Taiwan Semiconductor Manufacturing Co., a chipmaker critical to the world's computer industry, collapsed, losing 5.6% of its value on a single day. This was largely on fear that the debate foretold a coming Trump Presidency, and that Trump would be less interested than Biden or several earlier Presidents in preserving Taiwan's de facto independence from Beijing.
It might be natural to ask: if TSMC stock fell sharply on the danger that Trump would be elected, what has the reality of a Trump election done to it?
Kind of strange but ... the immediate effect has been to lift the price.
Here is a six-month chart:
TSMC stock chart - Google Search
The TSMC stock price, as you can see, was rising more-or-less steadily for the first two months of the charted period, peaking on July 10. That is a little to the left of the central axis of the above screen shot. Then it heads down -- not just on the one day I mentioned above, the 16th of that month, but in a continuing fall with some zig-zagging, until hitting a bottom on August 5. Near the middle. Then it turns around.
Some observers (I was one of them) thought the turnaround meant that the smart money was favorably impressed by the then-new Harris campaign, so this rise was a testament to the intertwined nature of our economies.
But look at the rightward edge. The price is now well above where it was in early July. What is more: it held up just fine when Trump was elected. Its immediate response was upward.

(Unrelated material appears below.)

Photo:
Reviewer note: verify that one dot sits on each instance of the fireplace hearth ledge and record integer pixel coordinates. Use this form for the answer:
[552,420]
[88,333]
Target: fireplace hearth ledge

Why? There is often a reflex, "sell when you're worrying about X and buy when X has happened." A simple example: a company may be disadvantaged by a prospective regulation. The price may fall as news stories appear about how the pertinent agency has the regulation under consideration. But THAT drop may represent an overstated view of how bad that news would be. Cooler heads and valuations may prevail once the regulation is not a prospect but a fact, and there may be an upward bounce.
BUT ... you might say ... an unfavorable regulation simply changes facts on the balance sheet. It is not normally an existential threat to the existence of the business. A war over the PRC's assertion of sovereignty over the island certainly could be. and, even if the much of the business of TSMC survived the war, the PRC's victory would be more so. The victor might simply seize the assets as 'spoils'.
Possibly so. But investors could well be making a probabilistic judgment. Suppose the possibility of such an apocalyptic result of the US election for Taiwan and TSMC were, simply, 10 percent. That would weigh on the company but would not reduce the present value of its stock to zero. We may simply have seen the discounting of the market value of a stock that took, say, 12% off. After election day, the market decided odds of total destruction weren't quite so bad, they are 10%. Hence the bounce.
It is all rather refreshingly normal.